Но там, где мы, «по эту» сторону, – такой распахивался простор, такие спокойные, зеленые пространства раскидывались и к северу, и к югу, и на восток, до самого Урала и за Урал, уже в совершеннейшую необозримость,—что там Гитлер, в самом-то деле, и вся его Германия, которую можно накрыть одним моим беретом!

А спустя год – хотя какое год, меньше!– я услышал скрежещущее слово «Дюнкерк». Нет сомнения, произносились тогда и «линия Мажино», и «Компьен», и другие слова, ставшие вдруг ходкими, но запомнилось мне именно это. Будто ворон железным, скрежещущим голосом его выкаркнул:– Дюн-керк...

В то лето, последнее, предвоенное, у нас в доме было особенно людно. Съезжались родные, знакомые родных, знакомые знакомых, наш дом походил на терем-теремок. Это мне нравилось. Гости что-то прибавляли к скучноватой, как подстриженная аллейка, ливадийской жизни, и каждый приезд, вначале напоминая неприятельское вторжение, оставлял после себя зависть и грусть.

Из наших гостей больше всех нравился мне отцовский друг детства,– высокий, красивый, по-спортивному сложенный и на самом деле спортсмен Александр Владимирович, или дядя Саша. Мы с утра уходили на море, и он учил меня плавать стилями «кроль» и «баттерфляй», а если я выдыхался, поддерживал на глубинке одной рукой. Он был подтянут, щеголеват и, в отличие от отца, носил по моде сшитые, картинно сидевшие на нем костюмы. Его лицо, светлоглазое, с уверенным разворотом широких скул, даже во сне, казалось, не переставало улыбаться такой открытой, ровной, обращенной сразу ко всему миру улыбкой, что невозможно было устоять и не улыбнуться в ответ.

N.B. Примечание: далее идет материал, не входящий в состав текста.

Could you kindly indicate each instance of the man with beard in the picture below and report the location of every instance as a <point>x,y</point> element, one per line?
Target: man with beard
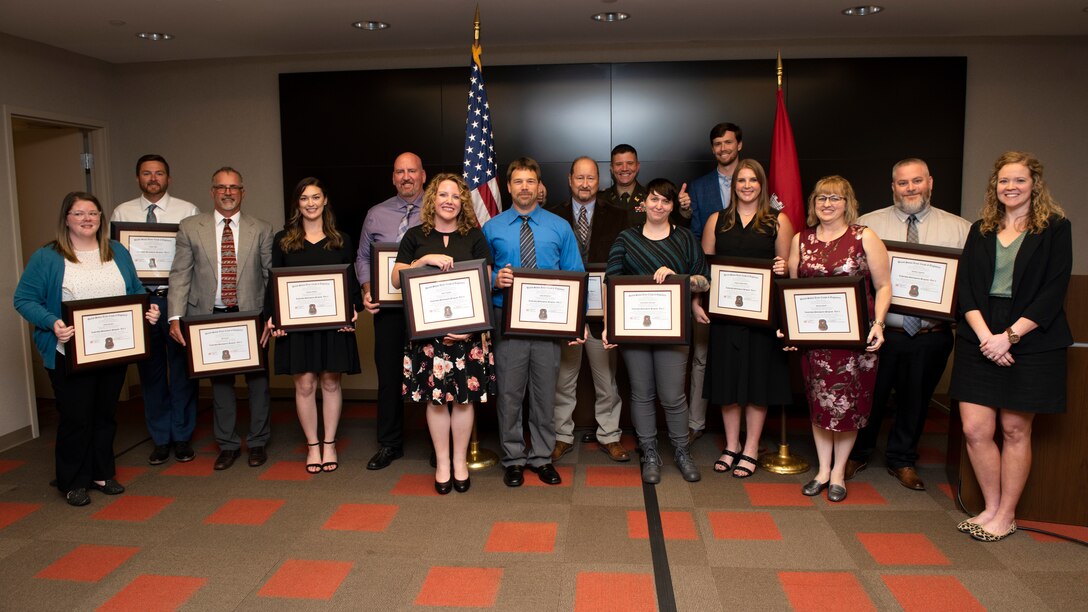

Дядя Саша был инженером-строителем. И не зря он прокладывал канал Москва – Волга (голубая, окантованная маленькими острыми зубчиками полоска к северу, от Москвы!), не зря его имя мы прочитали потом в газете в списке награжденных! Его светлой инженерской голове представилось несуразным, как это мы вместо того, чтобы повесить на стену карту, ползаем по полу, желая уяснить, какие и где совершаются мировые события. Он прямо сказал об этом маме. Он удивился. И я удивился вслед за ним. А за мной удивился папа. Потому что мама ничего не стала объяснять, даже не заикнулась про уют... Она посмотрела на нас троих – и махнула рукой.

Что тут сыграло роль– что нас было трое, а она одна?.. Не знаю. Но мы не стали мешкать и выбрали для карты стену над моей кроватью.

Тут наша карта наконец заняла достойное место, и мы стали рассматривать ее как бы впервые. Ведь лишь, теперь оказалось возможным увидеть ее всю, целиком. И когда мы рассматривали ее – как бы впервые, всю

целиком – то ли отец, то ли Александр Владимирович выговорил это слово. И пока мы стояли, а мы долго стояли перед картой, мне показалось, что я все время слышу зловещее карканье:

– Дюн-керк... Дюн-керк...

– Позор,– сказал отец, ткнув своим коротким волосатым пальцем в безымянную точку на зеленом берегу-пролива Па-де-Кале. Там и точки не было, впрочем, это его палец как бы поставил точку на влажной, казалось, изумрудной траве-мураве.– Позор...– В его глухом голосе я не расслышал ни возмущения, ни даже упрека – была обескураженность, был стыд.– Триста тысяч,– сказал он.– Даже больше, чем триста. Они бежали. Грузились на суда, на шлюпки и бежали. Бросая оружие, танки, пушки – все бросая... Триста тысяч мужчин.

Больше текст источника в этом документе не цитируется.